The Shakespeare Family, from The Guardian 


In the present, as Judith becomes ill,  Hamnet succumbs as well.  Death spares his sister; it is he who dies.  While no one at the time had ever recorded the actual cause, O'Farrell fills in the blank with bubonic plague, offering an excellent few pages of describing how it made its way to Judith  via a glassmaker in Murano. Agnes is frantic, as none of her healing knowledge helps save him; she feels guilty for being away when her children needed her, for being  "an absent mother," missing "the unheard cry" of her son, something that will "lie at her very core, for the rest of her life:"

"Every life has its kernel, its hub, its epicentre, from which everything flows out, to which everything returns. This moment is the absent mother's...."
 Hamnet's death is the catalyst for Agnes' deep and painful spiral into a grief that cannot be assuaged and affects not only her but everyone around her.    As much as she would like to "unmake the skein of Hamnet's death," she also knows that for all of her pain, the world will keep spinning, indifferent to her pain,  and that 
"There will be no going back. No undoing what was laid out for them. The boy has gone and the husband will leave and she will stay and the pigs will need to be fed every day and time runs only one way."

 There is so much anger and hurt in this woman that as a mom myself,  it was often unbearable to watch her going through such a depth of anguish and pain at the loss of her child, while Hamnet's father continually looks for him "everywhere, in every street, in every crowd, in every audience" to the point where, as he says, "I may run mad with it."  



David Mitchell and Liza Tarbuck from Upstart Crow  -- after the death of Hamnet.  It's the one episode across the entire series that gave me lumps in the throat and a good cry.  From Luke McKernan

Hamnet is a fine example of historical fiction, a fine re-imagining of the "overlooked" Hamnet and his death, but above all, it gives Anne Hathaway whose life is also somewhat of an enigma,  an identity as a strong woman who had to endure so much on her own. I did find it to be sometimes for my taste too overly detailed, with every herb, every remedy, every this and every that of the period eventually finding its way onto the pages.   It was just too much, and I would often find myself skimming these parts because really, I just wanted to get on with the story.

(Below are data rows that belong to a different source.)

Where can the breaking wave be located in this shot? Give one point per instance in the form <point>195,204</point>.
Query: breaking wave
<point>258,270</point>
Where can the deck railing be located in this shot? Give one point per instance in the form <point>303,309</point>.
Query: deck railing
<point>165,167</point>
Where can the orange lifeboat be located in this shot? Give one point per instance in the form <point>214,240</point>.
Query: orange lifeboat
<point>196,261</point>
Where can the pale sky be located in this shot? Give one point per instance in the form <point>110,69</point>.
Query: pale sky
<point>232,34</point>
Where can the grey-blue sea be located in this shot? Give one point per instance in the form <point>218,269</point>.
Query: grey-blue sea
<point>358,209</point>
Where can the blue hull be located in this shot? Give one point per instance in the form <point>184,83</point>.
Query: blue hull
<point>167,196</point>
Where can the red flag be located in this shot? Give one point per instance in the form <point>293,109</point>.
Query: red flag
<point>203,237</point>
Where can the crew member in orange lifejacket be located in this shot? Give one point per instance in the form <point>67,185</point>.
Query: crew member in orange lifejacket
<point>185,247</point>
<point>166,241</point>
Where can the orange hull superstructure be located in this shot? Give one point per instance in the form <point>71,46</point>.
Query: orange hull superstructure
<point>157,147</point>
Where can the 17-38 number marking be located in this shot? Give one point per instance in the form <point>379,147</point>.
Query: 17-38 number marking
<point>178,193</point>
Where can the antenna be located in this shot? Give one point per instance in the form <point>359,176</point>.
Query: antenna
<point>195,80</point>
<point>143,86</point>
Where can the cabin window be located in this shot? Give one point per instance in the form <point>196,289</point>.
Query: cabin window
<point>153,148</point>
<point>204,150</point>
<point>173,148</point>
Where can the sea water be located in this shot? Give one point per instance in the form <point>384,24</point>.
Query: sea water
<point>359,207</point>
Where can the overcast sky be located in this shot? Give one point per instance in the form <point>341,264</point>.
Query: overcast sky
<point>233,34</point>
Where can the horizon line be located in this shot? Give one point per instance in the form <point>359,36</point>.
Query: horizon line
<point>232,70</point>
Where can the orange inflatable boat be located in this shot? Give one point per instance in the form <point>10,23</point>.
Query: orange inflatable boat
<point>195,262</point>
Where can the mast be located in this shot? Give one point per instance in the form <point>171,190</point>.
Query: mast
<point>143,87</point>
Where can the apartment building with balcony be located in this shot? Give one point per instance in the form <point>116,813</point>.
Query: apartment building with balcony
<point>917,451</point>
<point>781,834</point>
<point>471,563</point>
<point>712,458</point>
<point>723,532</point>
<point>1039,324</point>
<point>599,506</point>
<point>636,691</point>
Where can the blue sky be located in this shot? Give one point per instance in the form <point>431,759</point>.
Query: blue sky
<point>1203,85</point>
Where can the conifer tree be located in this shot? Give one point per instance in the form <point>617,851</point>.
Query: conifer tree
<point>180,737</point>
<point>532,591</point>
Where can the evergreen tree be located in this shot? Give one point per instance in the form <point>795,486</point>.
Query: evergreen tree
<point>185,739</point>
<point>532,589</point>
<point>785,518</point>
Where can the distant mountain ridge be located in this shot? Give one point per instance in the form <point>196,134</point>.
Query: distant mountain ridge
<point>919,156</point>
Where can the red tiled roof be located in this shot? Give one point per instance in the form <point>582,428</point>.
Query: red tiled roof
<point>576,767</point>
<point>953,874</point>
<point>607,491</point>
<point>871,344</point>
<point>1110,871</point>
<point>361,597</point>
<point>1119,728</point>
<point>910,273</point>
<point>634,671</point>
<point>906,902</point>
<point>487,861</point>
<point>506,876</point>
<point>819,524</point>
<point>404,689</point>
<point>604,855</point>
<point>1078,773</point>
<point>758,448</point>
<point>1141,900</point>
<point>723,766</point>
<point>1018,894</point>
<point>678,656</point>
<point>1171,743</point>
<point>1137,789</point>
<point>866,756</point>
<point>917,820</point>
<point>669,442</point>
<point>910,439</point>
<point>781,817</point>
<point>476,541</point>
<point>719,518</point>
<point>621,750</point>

Unlike a lot of historical fiction fans who love this stuff, it often becomes tedious for me until it's time to just move on.     I also found the prose a bit on the overwrought and heavy-handed side at times which dropped this book from a loving it to liking it status.  However, the story itself is so good that I was utterly absorbed in it from the very start and had trouble letting it go, and it is a book I can recommend.   Warning: you may need tissues.